Antonietta
- First edition cover
- Author: John Hersey
- Publication date: 1991
- ISBN: 0-679-40194-6

= Antonietta (novel) =

1991 novel by John Hersey

Antonietta is a novel written by American Pulitzer-Prize winning author John Hersey. Published in 1991, the novel traces the history of the titular violin, a fictitious creation of Antonio Stradivari, recounting its usage under multiple owners interspersed with what Hersey describes as "intermezzi", interludes of fact. Hersey's 25th novel, it was the last he released before his death.

==Overview==
As a novel following the history of an object, it is in the style of a popular 18th-century genre termed "novel of circulation". The novel covers the history of the violin Antonietta from its creation by Antonio Stradivari in 1699. Beginning with an overview of the creation of the violin, named in honor of Stradivari's second wife, the novel follows the violin through multiple owners, focusing on its influence of their work and those around them. Among the owners of the violin featured in the novel are Mozart, who possessed the violin in the late 18th century and composed a sonata for it; Pierre Baillot, who describes its impact on the composition of Berlioz; Pavel Federovsky, who played in trio with Stravinsky; Spenser, a modern businessman in Martha's Vineyard; and Hersey himself, who claimed to have purchased the violin with advance money for the novel itself.
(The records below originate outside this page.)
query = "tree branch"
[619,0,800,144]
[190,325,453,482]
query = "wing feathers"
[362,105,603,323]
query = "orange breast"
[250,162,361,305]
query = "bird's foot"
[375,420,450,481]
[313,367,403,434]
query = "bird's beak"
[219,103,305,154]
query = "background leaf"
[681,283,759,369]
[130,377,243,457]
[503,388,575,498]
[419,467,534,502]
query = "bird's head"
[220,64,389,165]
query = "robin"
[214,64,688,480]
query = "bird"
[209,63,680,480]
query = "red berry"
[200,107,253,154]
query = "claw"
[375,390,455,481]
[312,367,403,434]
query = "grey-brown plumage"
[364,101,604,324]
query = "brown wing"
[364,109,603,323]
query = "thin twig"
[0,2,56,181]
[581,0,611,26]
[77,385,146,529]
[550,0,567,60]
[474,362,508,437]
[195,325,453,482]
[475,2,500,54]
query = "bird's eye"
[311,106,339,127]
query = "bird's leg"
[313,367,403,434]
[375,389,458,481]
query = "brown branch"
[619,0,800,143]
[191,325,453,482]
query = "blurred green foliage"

In each section, the writer adopts a writing style to mirror the personality and perspective of the owner.

==Critical reception==
The novel was critically well received. Publishers Weekly termed it a "delightful tour de force". While suggesting that it may not appeal to those who did not appreciate classical music, The Milwaukee Journal described the book as "original and vibrant", concluding that "the joint appeal of passion in music and irony in history is universal, and, I should think, irresistible." Publishers Weekly opined that while even non-music fans might enjoy the novel, which "satisfies on several levels", "the music lover will be doubly enchanted by a virtuoso performance." The Victoria Advocate summarized it as "a rare novel indeed, and for music lovers a gem of sparkling brilliance."

==Similar stories==
It has been speculated that the novel was an influence on the 1998 Canadian film The Red Violin, which similarly traces the history of an evocative violin through multiple owners. The film's producers indicate that although they became aware of the similarities in story concept during the writing of the film, the writers were instructed not to read the book to avoid any unconscious influence.